Reaching Rocky Mountain Jim not only recounts the compelling attraction that develops between Isabella and Jim (and you cannot find two people more opposite), but also details the conflict with Lord Dunraven. Furthermore, the novel provides little known historical facts about Jim’s life, while telling the tale amidst a stunning, rugged landscape and a frontier just beginning to learn its potential. Hope you enjoy the book.

MacDonald's Bookstore, A Gem of a Store in Estes Park

Did you ever see the movie where a big box bookseller took over a small children’s bookstore? Though the movie came out years ago and independent bookstores seemed doomed forevermore, there is a charming, family-owned bookshop still thriving in Estes Park, Colorado.

In fact, no visit to Estes Park, which is the town adjacent to Rocky Mountain National Park, should be considered complete without a stop in MacDonald’s Bookstore. Though small in size, this shop manages to pack in the latest bestsellers, magazines and an exclusive selection of Rocky Mountain regional books.

But before you even enter the bookshop, take a good look at its exterior. The store is housed in an original log cabin built in 1907 by the forest service, which was then purchased a year later by Ed MacDonald, the current store owner’s grandfather. Ed originally opened a general store with a small corner devoted to books. But when Ed retired in 1928, his wife decided to change the parlor of their home into a bookstore. Over the years the bookstore expanded to take over more of the original home.

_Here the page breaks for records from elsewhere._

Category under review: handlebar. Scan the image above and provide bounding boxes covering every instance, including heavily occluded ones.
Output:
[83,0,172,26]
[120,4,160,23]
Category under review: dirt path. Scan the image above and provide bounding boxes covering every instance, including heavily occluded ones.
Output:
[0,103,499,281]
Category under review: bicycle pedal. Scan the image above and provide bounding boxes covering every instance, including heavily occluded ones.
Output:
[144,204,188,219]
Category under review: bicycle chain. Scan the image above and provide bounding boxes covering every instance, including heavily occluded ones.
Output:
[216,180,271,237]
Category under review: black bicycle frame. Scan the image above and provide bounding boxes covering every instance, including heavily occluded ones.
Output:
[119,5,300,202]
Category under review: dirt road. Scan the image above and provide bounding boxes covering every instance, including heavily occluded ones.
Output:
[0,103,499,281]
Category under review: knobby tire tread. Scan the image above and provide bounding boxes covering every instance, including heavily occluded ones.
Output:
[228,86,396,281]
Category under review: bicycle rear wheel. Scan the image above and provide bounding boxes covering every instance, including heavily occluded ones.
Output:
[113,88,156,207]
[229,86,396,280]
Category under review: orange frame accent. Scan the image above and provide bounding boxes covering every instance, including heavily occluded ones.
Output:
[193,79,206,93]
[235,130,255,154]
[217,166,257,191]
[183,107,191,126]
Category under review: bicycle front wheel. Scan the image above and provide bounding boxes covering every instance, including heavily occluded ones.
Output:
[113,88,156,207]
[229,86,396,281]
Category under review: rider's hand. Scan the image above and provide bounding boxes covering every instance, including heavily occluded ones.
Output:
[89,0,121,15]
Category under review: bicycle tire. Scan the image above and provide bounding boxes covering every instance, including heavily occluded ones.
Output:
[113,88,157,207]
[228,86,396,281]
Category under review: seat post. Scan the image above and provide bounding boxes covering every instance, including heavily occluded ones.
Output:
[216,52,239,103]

This shop has survived more than one major Estes Park flood in its long history. In particular, in 1982, the Lawn Lake flood devastated the structure. But by then this bookstore had become so beloved that over eighty volunteers helped to repair the building.

Once you enter the store, expect to be greeted with exceptional service. Paula Steige, the current family member owning the store, and her staff are invariably friendly and very knowledgeable in helping you choose a book of your choice. The store has a wonderful collection of books concerning all western themes. The owner likes to support local authors and topics of regional interest, but if all you’re interested in is picking up the latest bestsellers, the store keeps them regularly stocked. It is one of the amazing things about this store, that a structure so small can be so wonderfully stocked with such a wide variety of reading materials.

On a personal note, my son Charlie always loathed having to do summer reading assignments and would pick his books based on how short they were. His famous line in our family was “I’d read an American Girl book if it was only a hundred pages long!” Yes, even my son Charlie frequents this bookstore. By the way, Charlie is now at the University of Colorado…he must have learned something from his 100 page novels!